There is no mention specifically of protection from phishing which is probably the single most likely way you will trigger a breach to your cyber security. Phishing is a technique whereby would-be attackers send emails purporting to be from reputable organisations but containing links to either sites containing malware or sites that seek to trick users into entering their personal data, including usernames and passwords.
Some phishing emails are very badly put together and easy to spot. Users will fall for these in some cases even though they are obvious. Some are really well crafted and very hard for users, even those who have had training, to spot until it is too late. Commonly these will do things such as send a user to a very well-put-together copy of the Microsoft 365 login page and ask them to enter their details. These can then be used to target those accounts. This is another reason why MFA is a good thing.
There are a range of anti-phishing systems and technologies available and in my view every organisation should be considering implementing one if they possibly can. It is hard to overstate just how much this method is used to target people.

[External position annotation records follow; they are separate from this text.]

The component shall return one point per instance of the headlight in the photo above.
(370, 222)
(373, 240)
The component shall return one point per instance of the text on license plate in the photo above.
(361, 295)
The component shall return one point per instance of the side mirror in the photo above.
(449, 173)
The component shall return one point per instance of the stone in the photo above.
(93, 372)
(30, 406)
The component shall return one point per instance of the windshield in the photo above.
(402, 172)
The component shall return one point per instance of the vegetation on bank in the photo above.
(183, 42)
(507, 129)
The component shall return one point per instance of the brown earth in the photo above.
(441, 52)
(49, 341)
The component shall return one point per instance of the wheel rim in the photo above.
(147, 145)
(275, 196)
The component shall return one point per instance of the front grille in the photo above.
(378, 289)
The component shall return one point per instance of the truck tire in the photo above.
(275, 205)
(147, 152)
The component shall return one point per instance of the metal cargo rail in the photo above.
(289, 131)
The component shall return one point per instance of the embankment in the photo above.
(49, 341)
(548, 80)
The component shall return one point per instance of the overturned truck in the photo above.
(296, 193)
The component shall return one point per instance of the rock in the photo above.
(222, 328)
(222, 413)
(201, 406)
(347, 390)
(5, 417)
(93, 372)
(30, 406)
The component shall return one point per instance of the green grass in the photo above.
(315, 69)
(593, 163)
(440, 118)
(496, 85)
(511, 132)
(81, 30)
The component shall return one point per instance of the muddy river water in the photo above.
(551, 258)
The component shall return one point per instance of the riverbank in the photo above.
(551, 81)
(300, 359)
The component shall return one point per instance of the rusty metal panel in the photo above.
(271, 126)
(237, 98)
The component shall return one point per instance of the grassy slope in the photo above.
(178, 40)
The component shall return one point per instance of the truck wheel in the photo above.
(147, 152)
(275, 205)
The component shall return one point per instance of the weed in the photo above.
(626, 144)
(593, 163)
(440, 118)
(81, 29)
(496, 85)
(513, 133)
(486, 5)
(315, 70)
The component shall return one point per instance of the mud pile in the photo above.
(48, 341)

Which takes us to the second and slightly odd omission. The title of the standard directly references cloud-based networks; the text of the standard then fails to mention that aspect again. The reason this springs to mind in relation to anti-phishing is that for a service such as Microsoft 365, when using the cloud version of the Exchange email service there will be a level of protection built in. However, this is a bare minimum and consideration should be given to whether this is sufficient or whether the more advanced protection, or indeed a 3rd-party alternative, would be beneficial. As always I’d recommend a risk-management based approach looking at the potential impacts versus the likely costs/complexity.
The cloud-based protections may also act as a stimulus for transitioning away from on-premise technology to a cloud offering. For example, Microsoft 365 and Google Cloud offerings both offer protections against malware, including ransomware, that will increase the resilience of your security.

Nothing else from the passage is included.